Em 1981, Gabriel García Márquez publicou a “Crónica de uma Morte Anunciada”. O livro relata, na forma de uma reconstrução jornalística, o último dia de vida de Santiago Nasar, num quebra-cabeças envolvente cujas peças se vão encaixando pouco a pouco, através da sobreposição das versões de testemunhas que foram próximas do protagonista. É a história do assassinato de Santiago Nasar pelos dois irmãos Vicario, sem chance de defesa. No romance, quase todos os habitantes do lugarejo onde vive Santiago ficam a saber do homicídio premeditado algumas horas antes. Daí o título. Mas nenhum faz nada de concreto para proteger a vítima ou para impedir os algozes. Uma das intenções de García Márquez é a de demonstrar a consternação face à incrível quantidade de coincidências funestas acumuladas que deixam no ar a inquietante reflexão de que «a fatalidade nos torna invisíveis». O autor descreve o dia da morte de Santiago como um dia em que fazia um tempo fúnebre e durante o qual, no preciso instante da desgraça, caía uma chuva miúda como a que Santiago Nasar vira no bosque, no sonho, chuva que era, na realidade, excremento de pássaro.
Outro sinal de presença do incrível é a forma que García Márquez dá ao remorso, como punição para o crime e a negligência. A morte de Santiago foi anunciada por toda a vila de Riohacha, mas apenas ele permaneceu na ignorância do que se ia passar, até ao momento em que foi esfaqueado à porta de casa. Desde o talhante à empregada do café, do padre ao delegado da polícia, todos sabiam que Santiago tinha Pedro e Pablo à sua espera, com as facas afiadas para matar porcos. No entanto, por medo, receio, cobardia, comodismo, ou mero sadismo, ninguém avisou Santiago, preferindo antes observá-lo, inocente e ingénuo, caminhando impávido e sereno para a morte.

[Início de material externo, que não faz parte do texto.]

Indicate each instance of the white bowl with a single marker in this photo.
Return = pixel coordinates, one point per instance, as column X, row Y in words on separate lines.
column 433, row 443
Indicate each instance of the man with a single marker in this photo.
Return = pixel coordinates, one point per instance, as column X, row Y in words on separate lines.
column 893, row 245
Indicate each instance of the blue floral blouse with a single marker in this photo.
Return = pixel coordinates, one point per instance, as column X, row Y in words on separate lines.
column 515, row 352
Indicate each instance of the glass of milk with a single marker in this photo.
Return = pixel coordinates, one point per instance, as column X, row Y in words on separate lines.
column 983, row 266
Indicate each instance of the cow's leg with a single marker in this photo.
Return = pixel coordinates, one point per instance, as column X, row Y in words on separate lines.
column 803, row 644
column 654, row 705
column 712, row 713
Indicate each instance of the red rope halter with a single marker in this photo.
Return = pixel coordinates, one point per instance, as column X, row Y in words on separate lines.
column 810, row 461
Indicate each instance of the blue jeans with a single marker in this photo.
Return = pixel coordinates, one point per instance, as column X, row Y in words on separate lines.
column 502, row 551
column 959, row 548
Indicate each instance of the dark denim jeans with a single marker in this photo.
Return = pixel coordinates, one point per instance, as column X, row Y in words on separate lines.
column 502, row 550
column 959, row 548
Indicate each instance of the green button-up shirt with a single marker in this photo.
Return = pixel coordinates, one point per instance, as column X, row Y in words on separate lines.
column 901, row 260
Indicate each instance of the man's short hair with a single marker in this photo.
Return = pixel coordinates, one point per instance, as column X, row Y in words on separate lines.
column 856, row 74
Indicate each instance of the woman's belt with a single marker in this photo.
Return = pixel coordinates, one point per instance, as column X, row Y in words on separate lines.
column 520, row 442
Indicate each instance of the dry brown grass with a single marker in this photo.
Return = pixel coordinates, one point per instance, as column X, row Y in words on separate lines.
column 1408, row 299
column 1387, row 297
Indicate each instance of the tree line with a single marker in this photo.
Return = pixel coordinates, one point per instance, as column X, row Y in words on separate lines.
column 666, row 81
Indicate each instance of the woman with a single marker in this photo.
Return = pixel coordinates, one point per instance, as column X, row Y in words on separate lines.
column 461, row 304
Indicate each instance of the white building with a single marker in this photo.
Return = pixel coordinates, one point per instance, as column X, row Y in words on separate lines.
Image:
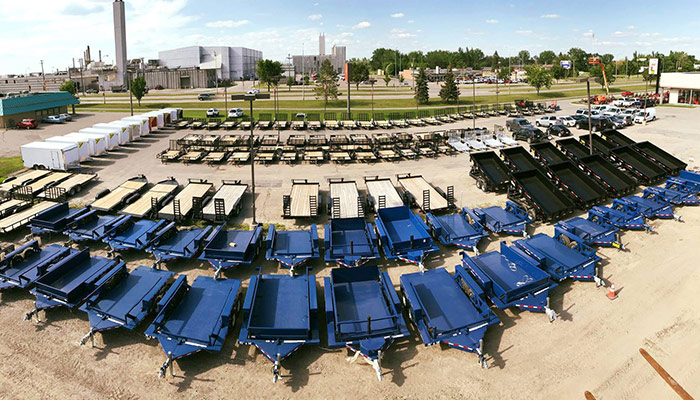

Esta obra de García Márquez traz-me à memória o triste acontecimento da demissão da Comissão Covid-19 na Unidade Local de Saúde da Guarda e de tudo o que aconteceu a seguir. Já toda a gente sabia que a atual administração da instituição é a mais incompetente e fraquinha que por ali passou, sabendo nós que houve muitas que foram péssimas. A sua morte há muito que estava anunciada. Só não caiu antes por falta de substitutos que propiciassem a sorte que há muito merece. De facto, a tudo isto Garcia Márquez chamaria a “Crónica de uma Morte Eternamente Anunciada”.
Quando instada a pronunciar-se sobre o caso da demissão da dita comissão por uma jornalista da RTP, que confundiu “comissão” com “direção” e por isso falou em demissão da “direção do hospital da Guarda”, a ministra da Saúde, acreditando na veracidade da informação prestada pela jornalista e julgando que a administração havia realmente apresentado a sua demissão, afirmou que a dita cuja já havia cessado o seu mandato em 2019 e que iria ser substituída em breve.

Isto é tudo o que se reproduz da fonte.